Clash of Two Distinct Laws Enacted Nearly Two and a Half Decades Apart, Addressing Diverse Issues from Different Epochs

Internal Controls, SOX, and the FCPA: Could They Be Pelagic Twins?
Internal Controls, SOX, and the FCPA: Could They Be Pelagic Twins?

Internal Controls and their Relationship with FCPA and SOX: Two Separate Entities or Close Kin?

The Foreign Corrupt Practices Act (FCPA), passed in 1977, was a response to U.S. companies' use of bribery and corruption to secure business outside the U.S. Fast forward to 2002, the Sarbanes-Oxley Act (SOX) was enacted in response to financial fraud committed by companies such as Enron and WorldCom. Both laws, despite their distinct origins, have developed a close connection, particularly in their emphasis on robust internal controls and corporate accountability.

The FCPA, initially focused on public companies instituting effective internal controls to prevent bribes and hold executives accountable, has evolved to a degree. The Securities and Exchange Commission (SEC) may have interpreted the FCPA's "reasonable assurances" standard as requiring internal controls that demonstrate no bribery and corruption have occurred as an affirmative finding. This interpretation could necessitate internal controls to be robust enough to demonstrate that no bribery and corruption has occurred.

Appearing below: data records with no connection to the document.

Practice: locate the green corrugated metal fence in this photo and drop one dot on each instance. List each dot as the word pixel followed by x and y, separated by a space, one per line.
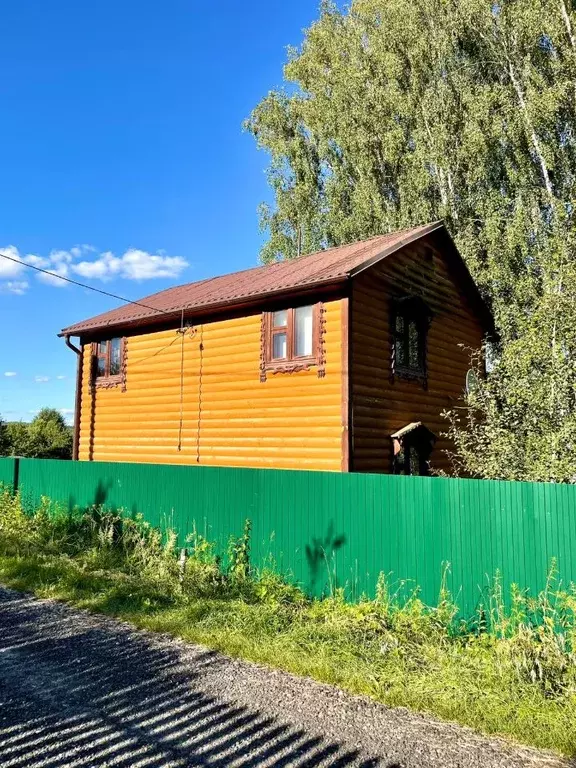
pixel 341 528
pixel 7 469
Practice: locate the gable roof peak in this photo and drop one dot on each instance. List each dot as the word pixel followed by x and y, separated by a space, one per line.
pixel 327 267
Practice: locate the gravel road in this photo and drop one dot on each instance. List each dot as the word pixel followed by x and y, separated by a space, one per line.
pixel 84 690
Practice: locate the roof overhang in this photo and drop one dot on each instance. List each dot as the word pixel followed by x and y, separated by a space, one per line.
pixel 168 318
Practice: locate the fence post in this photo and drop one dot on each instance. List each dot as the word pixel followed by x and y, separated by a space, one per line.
pixel 16 478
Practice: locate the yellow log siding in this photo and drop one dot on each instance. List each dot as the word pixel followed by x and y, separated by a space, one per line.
pixel 229 417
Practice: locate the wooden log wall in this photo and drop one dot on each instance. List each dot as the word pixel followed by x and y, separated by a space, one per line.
pixel 380 406
pixel 229 417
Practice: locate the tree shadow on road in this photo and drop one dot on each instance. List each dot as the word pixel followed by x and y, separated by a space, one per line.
pixel 72 695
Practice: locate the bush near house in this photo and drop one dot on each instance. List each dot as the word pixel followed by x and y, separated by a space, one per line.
pixel 510 670
pixel 46 437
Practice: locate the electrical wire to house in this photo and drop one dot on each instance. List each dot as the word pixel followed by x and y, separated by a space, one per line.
pixel 84 285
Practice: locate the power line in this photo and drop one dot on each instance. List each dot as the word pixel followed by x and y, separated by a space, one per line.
pixel 83 285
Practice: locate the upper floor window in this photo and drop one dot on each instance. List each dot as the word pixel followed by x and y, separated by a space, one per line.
pixel 412 447
pixel 292 338
pixel 108 360
pixel 410 323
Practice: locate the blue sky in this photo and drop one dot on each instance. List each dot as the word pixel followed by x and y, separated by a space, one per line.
pixel 123 161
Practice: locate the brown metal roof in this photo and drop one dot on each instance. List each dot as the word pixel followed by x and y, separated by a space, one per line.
pixel 333 265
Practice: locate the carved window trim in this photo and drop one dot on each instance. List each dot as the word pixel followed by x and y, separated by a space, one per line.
pixel 108 381
pixel 412 445
pixel 413 310
pixel 292 363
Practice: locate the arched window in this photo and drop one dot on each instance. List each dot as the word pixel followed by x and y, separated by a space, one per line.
pixel 410 322
pixel 412 446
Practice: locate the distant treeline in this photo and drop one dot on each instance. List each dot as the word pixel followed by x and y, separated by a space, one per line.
pixel 47 436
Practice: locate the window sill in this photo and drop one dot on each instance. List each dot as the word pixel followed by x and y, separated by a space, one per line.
pixel 410 374
pixel 291 366
pixel 107 382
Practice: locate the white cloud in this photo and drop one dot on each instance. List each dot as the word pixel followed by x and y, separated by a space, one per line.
pixel 8 268
pixel 54 277
pixel 90 263
pixel 134 264
pixel 18 287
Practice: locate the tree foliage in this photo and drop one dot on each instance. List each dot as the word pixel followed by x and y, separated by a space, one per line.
pixel 46 437
pixel 4 441
pixel 407 111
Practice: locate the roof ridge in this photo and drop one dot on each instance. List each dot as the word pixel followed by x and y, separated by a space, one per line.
pixel 320 268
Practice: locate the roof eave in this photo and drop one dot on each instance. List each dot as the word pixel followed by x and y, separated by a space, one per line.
pixel 207 309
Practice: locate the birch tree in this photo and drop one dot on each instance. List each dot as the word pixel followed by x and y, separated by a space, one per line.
pixel 405 111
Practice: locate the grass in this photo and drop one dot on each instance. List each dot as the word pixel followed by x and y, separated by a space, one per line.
pixel 510 672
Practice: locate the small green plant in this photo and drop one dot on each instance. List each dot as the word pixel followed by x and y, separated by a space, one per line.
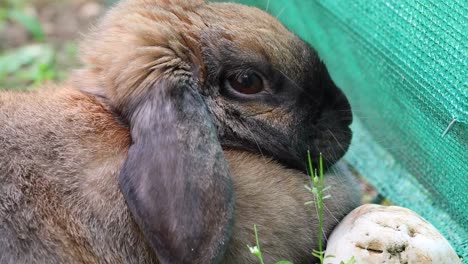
pixel 256 250
pixel 318 189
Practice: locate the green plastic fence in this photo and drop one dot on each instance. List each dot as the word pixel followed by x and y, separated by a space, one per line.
pixel 403 64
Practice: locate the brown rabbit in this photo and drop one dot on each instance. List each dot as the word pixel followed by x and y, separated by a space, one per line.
pixel 157 149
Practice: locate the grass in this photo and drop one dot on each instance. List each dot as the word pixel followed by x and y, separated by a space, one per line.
pixel 35 61
pixel 317 188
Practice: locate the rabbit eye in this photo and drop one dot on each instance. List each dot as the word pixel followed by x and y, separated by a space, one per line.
pixel 247 83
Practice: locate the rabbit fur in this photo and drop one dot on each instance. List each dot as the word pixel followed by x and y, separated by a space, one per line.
pixel 148 155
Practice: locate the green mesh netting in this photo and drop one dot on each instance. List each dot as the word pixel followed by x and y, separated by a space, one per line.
pixel 403 64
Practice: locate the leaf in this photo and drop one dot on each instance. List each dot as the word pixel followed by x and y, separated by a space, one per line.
pixel 31 23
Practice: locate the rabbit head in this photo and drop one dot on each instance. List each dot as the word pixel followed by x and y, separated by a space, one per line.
pixel 189 78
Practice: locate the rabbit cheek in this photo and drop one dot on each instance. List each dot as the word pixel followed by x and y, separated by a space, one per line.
pixel 176 180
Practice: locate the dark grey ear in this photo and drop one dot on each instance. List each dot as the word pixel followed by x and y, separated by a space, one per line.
pixel 176 180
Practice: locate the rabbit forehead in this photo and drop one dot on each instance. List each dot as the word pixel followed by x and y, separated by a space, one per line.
pixel 141 41
pixel 253 30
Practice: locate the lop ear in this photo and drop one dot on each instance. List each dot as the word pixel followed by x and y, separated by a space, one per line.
pixel 176 180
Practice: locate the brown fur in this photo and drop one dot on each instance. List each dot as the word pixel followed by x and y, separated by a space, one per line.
pixel 60 201
pixel 62 150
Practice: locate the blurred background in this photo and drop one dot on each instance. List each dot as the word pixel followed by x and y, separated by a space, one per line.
pixel 38 39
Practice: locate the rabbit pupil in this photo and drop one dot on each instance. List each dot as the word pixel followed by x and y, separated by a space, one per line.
pixel 247 83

On the other hand, SOX §404 requires a company not only to acknowledge its responsibility for establishing and maintaining a system of internal controls and procedures for financial reporting and an assessment, but also to report on the effectiveness of the company's internal controls. Sections 302 and 404 of SOX require corporate executives to state their responsibility for designing internal controls, to create such controls, to assess and evaluate these controls, and to draw conclusions about their effectiveness.

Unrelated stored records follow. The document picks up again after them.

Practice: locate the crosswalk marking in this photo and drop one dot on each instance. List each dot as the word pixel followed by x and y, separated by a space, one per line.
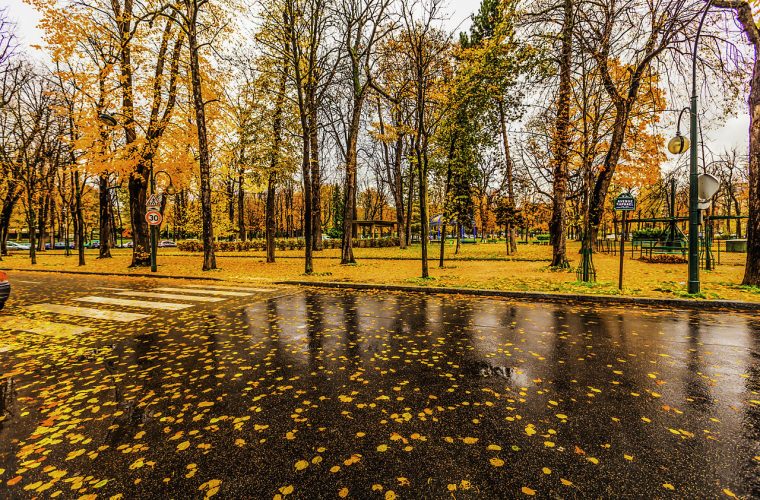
pixel 238 288
pixel 87 312
pixel 169 306
pixel 171 296
pixel 205 291
pixel 42 327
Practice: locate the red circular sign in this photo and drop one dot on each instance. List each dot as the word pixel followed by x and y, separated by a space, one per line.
pixel 153 217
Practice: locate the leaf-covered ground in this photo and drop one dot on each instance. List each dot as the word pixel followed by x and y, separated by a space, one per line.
pixel 474 267
pixel 381 395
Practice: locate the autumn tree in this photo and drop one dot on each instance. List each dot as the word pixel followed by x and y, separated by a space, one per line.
pixel 363 24
pixel 426 48
pixel 743 10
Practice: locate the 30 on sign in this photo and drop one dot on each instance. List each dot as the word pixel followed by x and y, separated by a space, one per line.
pixel 153 217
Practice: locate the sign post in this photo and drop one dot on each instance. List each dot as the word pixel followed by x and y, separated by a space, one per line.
pixel 625 203
pixel 153 217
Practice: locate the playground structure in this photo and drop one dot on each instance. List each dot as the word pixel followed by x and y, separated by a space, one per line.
pixel 437 222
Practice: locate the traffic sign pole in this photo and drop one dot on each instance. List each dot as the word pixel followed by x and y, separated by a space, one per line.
pixel 622 250
pixel 625 202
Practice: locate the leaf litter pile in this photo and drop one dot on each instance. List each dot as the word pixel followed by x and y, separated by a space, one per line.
pixel 383 395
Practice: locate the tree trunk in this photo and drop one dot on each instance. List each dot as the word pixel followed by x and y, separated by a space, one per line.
pixel 316 176
pixel 349 207
pixel 424 222
pixel 562 144
pixel 752 268
pixel 11 197
pixel 41 220
pixel 509 177
pixel 409 202
pixel 31 223
pixel 104 217
pixel 209 258
pixel 442 224
pixel 270 215
pixel 458 238
pixel 79 213
pixel 398 193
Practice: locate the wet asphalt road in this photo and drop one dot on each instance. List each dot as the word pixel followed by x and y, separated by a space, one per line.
pixel 321 394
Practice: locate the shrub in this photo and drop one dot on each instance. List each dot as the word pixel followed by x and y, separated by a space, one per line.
pixel 650 233
pixel 259 244
pixel 665 259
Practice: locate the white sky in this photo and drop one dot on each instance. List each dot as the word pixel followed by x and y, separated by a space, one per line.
pixel 732 133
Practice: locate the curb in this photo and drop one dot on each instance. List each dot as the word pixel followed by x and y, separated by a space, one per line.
pixel 713 305
pixel 93 273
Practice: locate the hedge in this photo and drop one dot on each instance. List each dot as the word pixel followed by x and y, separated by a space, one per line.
pixel 259 244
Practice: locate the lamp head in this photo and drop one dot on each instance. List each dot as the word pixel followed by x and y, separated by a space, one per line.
pixel 678 144
pixel 707 186
pixel 108 119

The SEC's order against Smith & Wesson in 2014 highlighted this evolution. The order stated that Smith & Wesson failed to devise and maintain sufficient internal controls with respect to its international sales operations, despite no evidence of the payment of bribes by the company to obtain or retain business. The SEC's order against Smith & Wesson did not require the company to admit or deny any of the allegations made against it, only to consent to the entry of the order.

The close connection between the FCPA and SOX regarding internal controls has evolved beyond the original legislative intent. Both laws now emphasize stringent internal control requirements and corporate accountability, extending their scope and enforcement in ways that exceed lawmakers' initial expectations.

Professor Stephen Bainbridge has questioned how a company like Wal-Mart could provide a positive assessment of their internal controls in light of problems reported in their Mexico subsidiary operations. This raises questions about the effectiveness of these stringent internal control requirements and whether they are truly preventing corruption and fraud.

The SEC's interpretation of the FCPA may not have been what Congress intended when the act was passed in 1977. However, it is clear that the focus on internal controls has become a cornerstone of both the FCPA and SOX, shaping corporate behaviour and financial reporting practices in significant ways.